Страница 48 из 123
Когда вечером снова пришли гости, Кравчик сидел в подушках. Усы свои, сохранившиеся еще с довоенных времен, разгладил, зачесал вверх, и они завились колечками. Он протянул гостям руку и улыбнулся. Ракец принес исправленный примус. Малиновский — газету. Пришли женщины. Драпала, как всегда, был навеселе, но не сильно. Разговор зашел о Паенцком и скандале.
Выслушав женщин, Эдисон сразу сделал вывод:
— Я был прав, на них надо идти с кулаками…
Малиновский также считал себя правым:
— Копают щели, готовят убежища — я же говорил вам…
Взяв на вооружение последнее событие и широко используя его в качестве главного аргумента, спорщики снова ринулись в бой. А Кравчик лежал, слушал и постепенно сползал с подушек все ниже и ниже. Молодцевато подкрученные усы как-то поникли, и к концу он почувствовал себя таким же беспомощным, как вчера. А ведь так готовился к этой беседе, ждал ее с нетерпением и был так уверен, что именно сейчас выявит слабые стороны обоих спорщиков. Но вместо этого в голову лезли лишь какие-то мелкие, незначительные мысли. Копать рвы, разумеется, нужно, готовить убежища — тоже. Но надо это делать по-настоящему, без обмана. А если Паенцкий вздумал отлынивать, надо его заставить. Нужно действовать сообща, как во время забастовки, со всеми Паенцкому не совладать. Рассуждения эти были правильны, кто может против них возражать? Но все это такие мелочи и связаны только с их домом. Даже с этими спорщиками по-настоящему Кравчику не справиться. Приходится ждать, пока они выговорятся.

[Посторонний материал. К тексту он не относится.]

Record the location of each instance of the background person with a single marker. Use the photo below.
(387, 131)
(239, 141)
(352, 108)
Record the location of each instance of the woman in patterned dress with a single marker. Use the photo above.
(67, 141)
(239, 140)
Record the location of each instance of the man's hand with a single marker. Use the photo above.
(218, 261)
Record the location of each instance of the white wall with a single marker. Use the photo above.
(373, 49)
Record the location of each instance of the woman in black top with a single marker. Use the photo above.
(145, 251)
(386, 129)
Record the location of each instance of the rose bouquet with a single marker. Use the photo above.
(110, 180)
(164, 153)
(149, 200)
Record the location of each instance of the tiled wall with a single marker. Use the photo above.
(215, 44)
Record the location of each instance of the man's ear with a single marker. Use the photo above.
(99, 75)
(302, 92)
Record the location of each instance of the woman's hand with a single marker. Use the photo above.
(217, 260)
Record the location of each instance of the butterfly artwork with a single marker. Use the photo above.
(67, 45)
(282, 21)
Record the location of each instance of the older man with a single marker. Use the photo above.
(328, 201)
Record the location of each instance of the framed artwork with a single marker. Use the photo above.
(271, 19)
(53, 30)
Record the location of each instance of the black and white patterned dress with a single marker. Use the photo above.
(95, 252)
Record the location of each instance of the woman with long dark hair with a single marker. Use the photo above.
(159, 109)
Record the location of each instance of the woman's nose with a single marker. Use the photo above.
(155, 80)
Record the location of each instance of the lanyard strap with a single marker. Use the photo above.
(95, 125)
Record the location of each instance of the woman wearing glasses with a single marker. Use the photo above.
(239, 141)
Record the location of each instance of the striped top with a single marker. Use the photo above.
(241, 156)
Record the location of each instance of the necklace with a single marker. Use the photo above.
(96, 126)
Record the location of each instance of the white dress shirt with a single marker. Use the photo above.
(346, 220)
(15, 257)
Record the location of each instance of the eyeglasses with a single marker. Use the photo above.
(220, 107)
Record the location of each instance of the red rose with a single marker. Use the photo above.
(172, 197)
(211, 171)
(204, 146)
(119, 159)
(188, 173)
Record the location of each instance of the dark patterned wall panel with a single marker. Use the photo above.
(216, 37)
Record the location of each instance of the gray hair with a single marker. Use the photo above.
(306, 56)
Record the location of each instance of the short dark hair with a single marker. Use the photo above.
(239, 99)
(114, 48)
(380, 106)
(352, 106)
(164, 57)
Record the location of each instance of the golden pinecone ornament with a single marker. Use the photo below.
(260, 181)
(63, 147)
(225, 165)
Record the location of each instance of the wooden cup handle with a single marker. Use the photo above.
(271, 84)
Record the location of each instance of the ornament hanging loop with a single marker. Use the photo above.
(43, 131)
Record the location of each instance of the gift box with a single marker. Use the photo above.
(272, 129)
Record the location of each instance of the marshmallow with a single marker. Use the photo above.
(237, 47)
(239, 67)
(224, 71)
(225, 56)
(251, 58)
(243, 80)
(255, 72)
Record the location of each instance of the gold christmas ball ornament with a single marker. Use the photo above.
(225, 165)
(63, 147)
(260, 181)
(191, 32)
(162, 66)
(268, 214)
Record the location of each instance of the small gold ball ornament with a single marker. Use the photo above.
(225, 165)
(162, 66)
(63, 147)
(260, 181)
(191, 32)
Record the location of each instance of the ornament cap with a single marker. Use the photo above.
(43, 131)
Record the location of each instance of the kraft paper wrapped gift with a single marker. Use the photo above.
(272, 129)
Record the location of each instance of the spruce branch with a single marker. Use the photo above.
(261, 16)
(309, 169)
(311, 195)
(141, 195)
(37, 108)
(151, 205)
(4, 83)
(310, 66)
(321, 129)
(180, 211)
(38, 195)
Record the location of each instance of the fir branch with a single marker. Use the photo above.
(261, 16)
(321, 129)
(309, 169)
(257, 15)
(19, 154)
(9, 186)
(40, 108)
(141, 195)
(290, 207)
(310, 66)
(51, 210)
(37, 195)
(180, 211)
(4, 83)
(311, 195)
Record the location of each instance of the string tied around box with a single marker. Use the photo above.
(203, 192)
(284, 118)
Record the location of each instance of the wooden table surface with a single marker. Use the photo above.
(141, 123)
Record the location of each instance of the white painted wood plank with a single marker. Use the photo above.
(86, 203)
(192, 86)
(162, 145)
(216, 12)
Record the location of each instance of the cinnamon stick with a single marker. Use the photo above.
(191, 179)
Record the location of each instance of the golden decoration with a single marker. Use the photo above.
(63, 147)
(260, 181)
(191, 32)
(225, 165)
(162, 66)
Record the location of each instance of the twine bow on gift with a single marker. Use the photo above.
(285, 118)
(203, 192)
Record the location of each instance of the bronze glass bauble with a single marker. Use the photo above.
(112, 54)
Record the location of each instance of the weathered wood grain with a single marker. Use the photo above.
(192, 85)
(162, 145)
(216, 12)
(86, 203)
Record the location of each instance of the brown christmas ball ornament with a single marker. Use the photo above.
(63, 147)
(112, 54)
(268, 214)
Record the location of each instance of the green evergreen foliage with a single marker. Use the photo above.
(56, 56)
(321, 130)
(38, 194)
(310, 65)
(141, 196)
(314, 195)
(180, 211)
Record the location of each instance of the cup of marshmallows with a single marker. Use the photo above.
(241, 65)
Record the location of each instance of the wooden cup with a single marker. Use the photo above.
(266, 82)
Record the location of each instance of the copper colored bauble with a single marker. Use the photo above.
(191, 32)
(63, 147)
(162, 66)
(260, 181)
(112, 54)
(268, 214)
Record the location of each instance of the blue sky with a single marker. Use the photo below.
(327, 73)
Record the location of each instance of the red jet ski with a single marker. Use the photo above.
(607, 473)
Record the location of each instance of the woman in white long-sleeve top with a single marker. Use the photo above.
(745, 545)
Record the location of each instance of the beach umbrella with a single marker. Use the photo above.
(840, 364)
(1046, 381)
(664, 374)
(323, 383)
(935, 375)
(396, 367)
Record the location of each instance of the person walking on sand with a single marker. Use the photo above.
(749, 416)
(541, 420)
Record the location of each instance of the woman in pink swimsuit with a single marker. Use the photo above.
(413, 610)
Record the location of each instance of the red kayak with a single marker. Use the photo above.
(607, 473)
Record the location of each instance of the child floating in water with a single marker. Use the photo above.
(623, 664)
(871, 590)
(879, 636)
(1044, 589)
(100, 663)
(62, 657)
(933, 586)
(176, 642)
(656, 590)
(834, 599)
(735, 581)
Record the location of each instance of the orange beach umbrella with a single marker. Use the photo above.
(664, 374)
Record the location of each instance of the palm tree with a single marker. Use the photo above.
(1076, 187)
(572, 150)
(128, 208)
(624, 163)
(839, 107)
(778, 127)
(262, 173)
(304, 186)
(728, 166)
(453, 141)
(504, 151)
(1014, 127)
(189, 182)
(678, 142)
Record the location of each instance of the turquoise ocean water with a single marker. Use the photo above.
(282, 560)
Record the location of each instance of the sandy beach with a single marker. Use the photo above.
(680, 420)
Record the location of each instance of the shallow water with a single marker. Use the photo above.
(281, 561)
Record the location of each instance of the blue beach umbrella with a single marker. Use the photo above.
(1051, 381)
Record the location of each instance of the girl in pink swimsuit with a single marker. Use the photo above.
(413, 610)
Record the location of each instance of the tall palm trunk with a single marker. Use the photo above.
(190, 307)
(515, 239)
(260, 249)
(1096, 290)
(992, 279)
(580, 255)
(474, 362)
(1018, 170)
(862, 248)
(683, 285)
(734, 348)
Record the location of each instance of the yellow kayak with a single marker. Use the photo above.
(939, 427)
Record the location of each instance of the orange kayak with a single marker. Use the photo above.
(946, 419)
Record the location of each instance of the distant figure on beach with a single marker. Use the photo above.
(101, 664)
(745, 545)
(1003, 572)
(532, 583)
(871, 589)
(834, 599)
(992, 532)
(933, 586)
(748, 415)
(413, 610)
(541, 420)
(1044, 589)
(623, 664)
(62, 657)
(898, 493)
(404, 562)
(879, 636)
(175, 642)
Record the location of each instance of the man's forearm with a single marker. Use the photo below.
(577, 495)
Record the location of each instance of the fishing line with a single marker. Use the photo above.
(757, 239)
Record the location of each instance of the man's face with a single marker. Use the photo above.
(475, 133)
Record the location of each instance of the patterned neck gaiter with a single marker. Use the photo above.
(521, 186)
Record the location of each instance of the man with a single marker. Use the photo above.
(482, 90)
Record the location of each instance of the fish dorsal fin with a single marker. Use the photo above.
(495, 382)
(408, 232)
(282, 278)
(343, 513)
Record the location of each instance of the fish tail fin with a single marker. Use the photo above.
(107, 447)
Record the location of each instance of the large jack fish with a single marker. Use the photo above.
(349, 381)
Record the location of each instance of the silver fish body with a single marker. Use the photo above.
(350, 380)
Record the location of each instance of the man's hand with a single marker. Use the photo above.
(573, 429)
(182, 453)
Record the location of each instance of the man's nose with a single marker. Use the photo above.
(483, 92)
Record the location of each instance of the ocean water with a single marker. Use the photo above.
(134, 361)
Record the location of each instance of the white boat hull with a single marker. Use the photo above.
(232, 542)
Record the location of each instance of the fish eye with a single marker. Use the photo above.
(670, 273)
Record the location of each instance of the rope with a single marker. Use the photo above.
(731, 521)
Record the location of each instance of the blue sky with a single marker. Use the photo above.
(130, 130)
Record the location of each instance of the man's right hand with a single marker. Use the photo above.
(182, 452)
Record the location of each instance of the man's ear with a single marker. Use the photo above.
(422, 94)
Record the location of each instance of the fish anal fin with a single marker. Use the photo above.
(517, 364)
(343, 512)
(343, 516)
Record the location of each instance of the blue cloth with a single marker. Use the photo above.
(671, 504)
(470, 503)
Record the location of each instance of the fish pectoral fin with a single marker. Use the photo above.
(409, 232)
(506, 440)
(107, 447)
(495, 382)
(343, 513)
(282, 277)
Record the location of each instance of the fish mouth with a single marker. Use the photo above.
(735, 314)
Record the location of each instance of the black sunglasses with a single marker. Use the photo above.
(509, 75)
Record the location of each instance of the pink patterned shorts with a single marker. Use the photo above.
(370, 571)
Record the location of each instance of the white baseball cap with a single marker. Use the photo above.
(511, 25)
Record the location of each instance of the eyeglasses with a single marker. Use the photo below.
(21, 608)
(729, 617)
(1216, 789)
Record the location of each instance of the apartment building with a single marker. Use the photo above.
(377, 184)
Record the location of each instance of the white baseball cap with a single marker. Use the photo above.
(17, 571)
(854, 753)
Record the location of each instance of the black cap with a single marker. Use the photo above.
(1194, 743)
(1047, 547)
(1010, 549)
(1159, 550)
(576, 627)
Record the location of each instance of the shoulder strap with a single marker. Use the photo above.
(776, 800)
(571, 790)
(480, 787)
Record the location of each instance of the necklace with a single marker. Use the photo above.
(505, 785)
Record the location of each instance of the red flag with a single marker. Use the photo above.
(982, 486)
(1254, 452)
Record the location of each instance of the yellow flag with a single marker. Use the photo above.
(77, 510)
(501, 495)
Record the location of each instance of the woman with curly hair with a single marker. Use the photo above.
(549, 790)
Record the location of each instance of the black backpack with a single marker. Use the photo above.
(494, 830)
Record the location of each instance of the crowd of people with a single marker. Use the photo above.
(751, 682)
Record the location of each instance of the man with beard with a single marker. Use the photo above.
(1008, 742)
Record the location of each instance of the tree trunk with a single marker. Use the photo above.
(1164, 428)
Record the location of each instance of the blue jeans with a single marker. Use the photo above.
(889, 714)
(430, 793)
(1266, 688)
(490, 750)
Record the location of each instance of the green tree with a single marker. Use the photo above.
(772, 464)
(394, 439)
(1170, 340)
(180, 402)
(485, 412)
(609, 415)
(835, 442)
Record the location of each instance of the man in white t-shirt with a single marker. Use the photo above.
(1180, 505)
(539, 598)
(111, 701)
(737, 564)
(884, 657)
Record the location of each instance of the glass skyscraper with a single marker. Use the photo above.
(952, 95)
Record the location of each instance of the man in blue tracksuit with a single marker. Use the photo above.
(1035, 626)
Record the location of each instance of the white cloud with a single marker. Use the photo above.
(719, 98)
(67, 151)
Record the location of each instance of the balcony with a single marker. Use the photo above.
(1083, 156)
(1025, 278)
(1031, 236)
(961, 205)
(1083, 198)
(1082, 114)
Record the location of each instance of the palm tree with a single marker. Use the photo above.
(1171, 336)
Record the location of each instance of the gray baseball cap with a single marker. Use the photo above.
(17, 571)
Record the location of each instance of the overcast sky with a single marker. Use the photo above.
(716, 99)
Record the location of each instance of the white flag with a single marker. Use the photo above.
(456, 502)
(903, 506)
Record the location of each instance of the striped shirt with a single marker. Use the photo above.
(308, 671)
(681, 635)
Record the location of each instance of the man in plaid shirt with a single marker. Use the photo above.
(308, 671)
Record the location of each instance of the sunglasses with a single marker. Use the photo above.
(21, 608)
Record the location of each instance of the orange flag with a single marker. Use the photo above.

Наконец спорщики замолкли, так и не придя к соглашению. Снова женщины принялись ругать спекулянтов. Смеялись над Рачкевичем и Паенцким, которые для встречи с министром вырядились во все черное, как на свадьбу.
— В такую жару! — хохотала Драпалова. — Рожи красные, как свекла, ботинки начищены. Я незаметно песочком плеснула на его лакированные сапожки. Подпрыгнул, как будто на огонь наступил!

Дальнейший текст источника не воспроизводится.